How Non-Domestic Rates are Calculated

Rateable Value

Apart from properties that are exempt from Non-Domestic Rates, each non-domestic property has a rateable value set by the Valuation Office Agency (VOA), an agency of Her Majesty's Revenue and Customs. They draw up and maintain a full list of all rateable values.

This broadly represents the yearly rent the property could have been let for on the open market on a particular day.

  • until 31 March 2017, the rateable values were based on a valuation date of 1 April 2008
  • since 1 April 2017, the rateable values are based on a valuation date of 1 April 2015
  • since 1 April 2023, the rateable values are based on a valuation date of 1 April 2021

The valuation officer may alter the value if circumstances change. The ratepayer (and certain others who have an interest in the property) can appeal against the value shown in the list if they believe it is wrong.

Non-Domestic Rating Multiplier

The local authority works out the Non-Domestic Rates bill by multiplying the rateable value of the property by the appropriate multiplier. There are two multipliers: the standard Non-Domestic Rating multiplier, and the small business Non-Domestic Rating multiplier. The former is higher to pay for small business rate relief.
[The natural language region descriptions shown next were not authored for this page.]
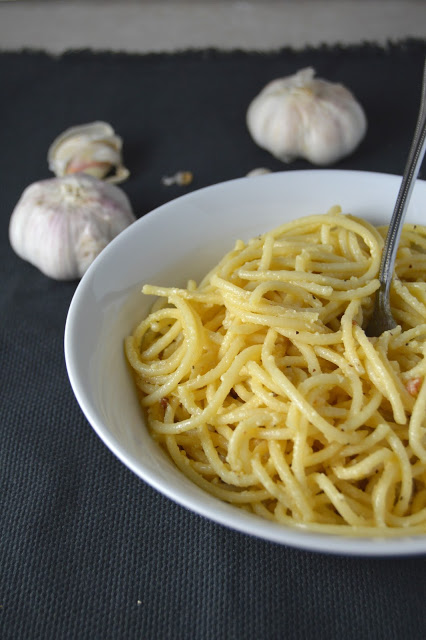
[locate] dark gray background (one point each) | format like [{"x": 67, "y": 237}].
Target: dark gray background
[{"x": 87, "y": 549}]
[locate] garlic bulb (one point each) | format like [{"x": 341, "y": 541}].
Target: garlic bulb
[
  {"x": 62, "y": 224},
  {"x": 303, "y": 117},
  {"x": 92, "y": 148}
]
Except in the City of London, where special arrangements apply, the Government sets the multipliers for each financial year for the whole of England according to formulae set by legislation. Between revaluations the multipliers change each year in line with inflation and to take account of the cost of small business rate relief. In the year of revaluation the multipliers are rebased to account for overall changes to total rateable value and to ensure that the revaluation does not raise extra money for the Government.